The Perceptual Assimilation Model

ralaらRecently I started a doctoral course at Sophia, and so far it’s been really great. I’m doing everything that I want to be doing, the other students in the lab are wonderful people, and Arai-sensei has been good at giving me just the right pushes in the right directions. But I also need to be doing a lot more reading than I have been, so I decided I need to assign myself some homework to make sure that I’m keeping up with my reading. As I read through the various papers related to my field, I’m going to post summaries up here. Maybe they’ll be helpful to other people working in the field, and I hope at least that I can explain them well enough that people outside of my particular specialty domains will understand them.

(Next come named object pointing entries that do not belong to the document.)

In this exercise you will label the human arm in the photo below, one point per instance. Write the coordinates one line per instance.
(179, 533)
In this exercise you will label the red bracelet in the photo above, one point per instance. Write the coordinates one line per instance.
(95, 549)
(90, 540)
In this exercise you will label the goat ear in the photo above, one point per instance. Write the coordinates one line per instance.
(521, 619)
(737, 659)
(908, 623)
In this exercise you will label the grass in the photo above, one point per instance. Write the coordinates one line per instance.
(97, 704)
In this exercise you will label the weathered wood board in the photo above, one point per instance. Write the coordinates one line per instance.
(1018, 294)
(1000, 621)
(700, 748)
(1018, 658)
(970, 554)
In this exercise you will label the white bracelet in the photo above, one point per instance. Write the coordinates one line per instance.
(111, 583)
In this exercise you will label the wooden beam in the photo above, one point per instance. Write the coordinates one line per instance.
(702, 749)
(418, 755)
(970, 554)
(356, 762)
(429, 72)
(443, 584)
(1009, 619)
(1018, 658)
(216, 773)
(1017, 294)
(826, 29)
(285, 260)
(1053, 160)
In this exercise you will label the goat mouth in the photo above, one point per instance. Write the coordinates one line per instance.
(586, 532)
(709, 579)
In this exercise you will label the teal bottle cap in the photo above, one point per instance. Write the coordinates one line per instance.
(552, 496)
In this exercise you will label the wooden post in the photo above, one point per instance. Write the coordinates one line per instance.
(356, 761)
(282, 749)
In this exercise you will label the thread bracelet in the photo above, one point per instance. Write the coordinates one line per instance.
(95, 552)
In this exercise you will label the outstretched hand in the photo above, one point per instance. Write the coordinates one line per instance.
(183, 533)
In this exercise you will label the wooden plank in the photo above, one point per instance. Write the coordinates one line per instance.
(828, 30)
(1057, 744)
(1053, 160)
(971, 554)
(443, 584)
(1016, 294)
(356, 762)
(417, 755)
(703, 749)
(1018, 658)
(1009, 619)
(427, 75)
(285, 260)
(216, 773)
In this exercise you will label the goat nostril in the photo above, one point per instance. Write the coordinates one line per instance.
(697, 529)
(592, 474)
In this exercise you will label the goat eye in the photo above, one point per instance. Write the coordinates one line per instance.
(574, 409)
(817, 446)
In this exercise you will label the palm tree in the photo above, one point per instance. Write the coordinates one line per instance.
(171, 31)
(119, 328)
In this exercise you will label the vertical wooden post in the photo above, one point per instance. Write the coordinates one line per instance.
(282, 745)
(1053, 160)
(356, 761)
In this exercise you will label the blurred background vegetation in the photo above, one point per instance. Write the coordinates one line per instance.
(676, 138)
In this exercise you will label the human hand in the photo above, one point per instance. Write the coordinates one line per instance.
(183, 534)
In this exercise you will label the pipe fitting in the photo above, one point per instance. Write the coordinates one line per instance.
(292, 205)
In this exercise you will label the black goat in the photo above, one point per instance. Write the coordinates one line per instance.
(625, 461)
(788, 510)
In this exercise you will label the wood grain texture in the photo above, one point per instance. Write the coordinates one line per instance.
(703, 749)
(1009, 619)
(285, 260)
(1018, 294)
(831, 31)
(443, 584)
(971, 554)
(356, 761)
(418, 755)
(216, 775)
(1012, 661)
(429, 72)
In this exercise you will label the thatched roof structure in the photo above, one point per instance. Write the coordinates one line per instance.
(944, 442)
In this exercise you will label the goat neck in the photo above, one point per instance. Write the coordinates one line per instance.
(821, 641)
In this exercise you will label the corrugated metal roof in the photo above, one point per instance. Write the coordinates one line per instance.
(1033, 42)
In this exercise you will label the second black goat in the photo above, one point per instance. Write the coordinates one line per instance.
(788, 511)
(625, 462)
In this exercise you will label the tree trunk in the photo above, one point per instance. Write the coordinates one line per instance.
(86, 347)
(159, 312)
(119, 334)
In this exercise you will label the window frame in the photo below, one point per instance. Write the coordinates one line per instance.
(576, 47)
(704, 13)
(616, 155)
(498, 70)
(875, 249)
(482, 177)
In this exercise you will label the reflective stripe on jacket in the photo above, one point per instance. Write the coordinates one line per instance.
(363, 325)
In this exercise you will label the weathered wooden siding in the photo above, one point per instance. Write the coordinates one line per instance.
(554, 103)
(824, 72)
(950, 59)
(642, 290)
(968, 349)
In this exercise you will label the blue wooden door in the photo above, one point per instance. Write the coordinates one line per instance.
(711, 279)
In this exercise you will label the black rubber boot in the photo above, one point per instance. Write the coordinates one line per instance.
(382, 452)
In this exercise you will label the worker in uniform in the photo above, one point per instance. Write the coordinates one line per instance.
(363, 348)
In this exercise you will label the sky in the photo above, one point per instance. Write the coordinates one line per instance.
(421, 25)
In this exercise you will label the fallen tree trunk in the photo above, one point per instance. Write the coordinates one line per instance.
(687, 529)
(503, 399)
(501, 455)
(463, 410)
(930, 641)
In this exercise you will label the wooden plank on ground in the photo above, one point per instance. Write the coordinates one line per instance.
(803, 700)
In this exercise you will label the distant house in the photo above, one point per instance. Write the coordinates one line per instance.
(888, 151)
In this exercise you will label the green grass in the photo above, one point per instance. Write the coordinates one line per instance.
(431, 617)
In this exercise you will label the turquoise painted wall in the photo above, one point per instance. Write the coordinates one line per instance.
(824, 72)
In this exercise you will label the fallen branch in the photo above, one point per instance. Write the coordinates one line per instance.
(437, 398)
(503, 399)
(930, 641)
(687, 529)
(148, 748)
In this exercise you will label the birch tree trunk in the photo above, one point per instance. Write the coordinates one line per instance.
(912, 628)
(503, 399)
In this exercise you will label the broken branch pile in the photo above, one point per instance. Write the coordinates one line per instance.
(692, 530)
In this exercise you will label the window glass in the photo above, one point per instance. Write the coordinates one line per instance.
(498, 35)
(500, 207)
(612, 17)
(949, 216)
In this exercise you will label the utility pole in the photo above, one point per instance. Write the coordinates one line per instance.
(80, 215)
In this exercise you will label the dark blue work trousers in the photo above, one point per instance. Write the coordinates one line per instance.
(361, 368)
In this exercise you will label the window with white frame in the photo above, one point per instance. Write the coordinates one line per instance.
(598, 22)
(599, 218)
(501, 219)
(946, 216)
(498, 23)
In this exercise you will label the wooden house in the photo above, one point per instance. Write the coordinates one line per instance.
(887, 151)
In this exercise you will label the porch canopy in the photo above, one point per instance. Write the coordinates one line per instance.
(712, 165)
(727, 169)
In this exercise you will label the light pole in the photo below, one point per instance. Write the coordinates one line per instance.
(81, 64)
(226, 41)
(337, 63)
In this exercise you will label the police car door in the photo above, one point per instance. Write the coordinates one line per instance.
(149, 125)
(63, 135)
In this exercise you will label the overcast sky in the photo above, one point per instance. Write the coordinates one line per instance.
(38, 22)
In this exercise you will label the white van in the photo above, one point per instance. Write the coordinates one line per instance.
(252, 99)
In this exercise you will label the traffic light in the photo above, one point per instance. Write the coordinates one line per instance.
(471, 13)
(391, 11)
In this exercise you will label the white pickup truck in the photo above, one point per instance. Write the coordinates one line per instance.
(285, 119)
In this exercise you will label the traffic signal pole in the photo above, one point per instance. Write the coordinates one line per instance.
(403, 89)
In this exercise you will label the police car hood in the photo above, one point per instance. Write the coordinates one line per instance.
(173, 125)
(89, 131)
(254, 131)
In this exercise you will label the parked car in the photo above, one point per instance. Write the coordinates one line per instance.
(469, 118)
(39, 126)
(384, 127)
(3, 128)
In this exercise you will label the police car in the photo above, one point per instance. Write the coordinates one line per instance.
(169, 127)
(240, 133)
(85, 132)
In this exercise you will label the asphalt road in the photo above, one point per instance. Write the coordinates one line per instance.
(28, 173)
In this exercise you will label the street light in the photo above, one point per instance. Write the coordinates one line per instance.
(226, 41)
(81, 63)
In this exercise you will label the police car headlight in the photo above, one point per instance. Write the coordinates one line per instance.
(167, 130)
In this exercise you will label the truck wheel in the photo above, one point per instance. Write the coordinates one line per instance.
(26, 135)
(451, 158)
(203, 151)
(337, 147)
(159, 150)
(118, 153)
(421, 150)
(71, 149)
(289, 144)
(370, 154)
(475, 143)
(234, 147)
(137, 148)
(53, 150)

For my first post in the series, I want to go through Cathy Best’s Perceptual Assimilation Model. She’s written it up in more than a few places, I think, but here I’m summarizing a book chapter that seems to get cited most frequently.

Why do we have such different skills in our second languages, compared to our first languages? In particular, why can we differentiate sounds in our first language, even from across a noisy, crowded bar, but find sounds in foreign languages much harder to pick out? And why are some sounds much easier to learn than others?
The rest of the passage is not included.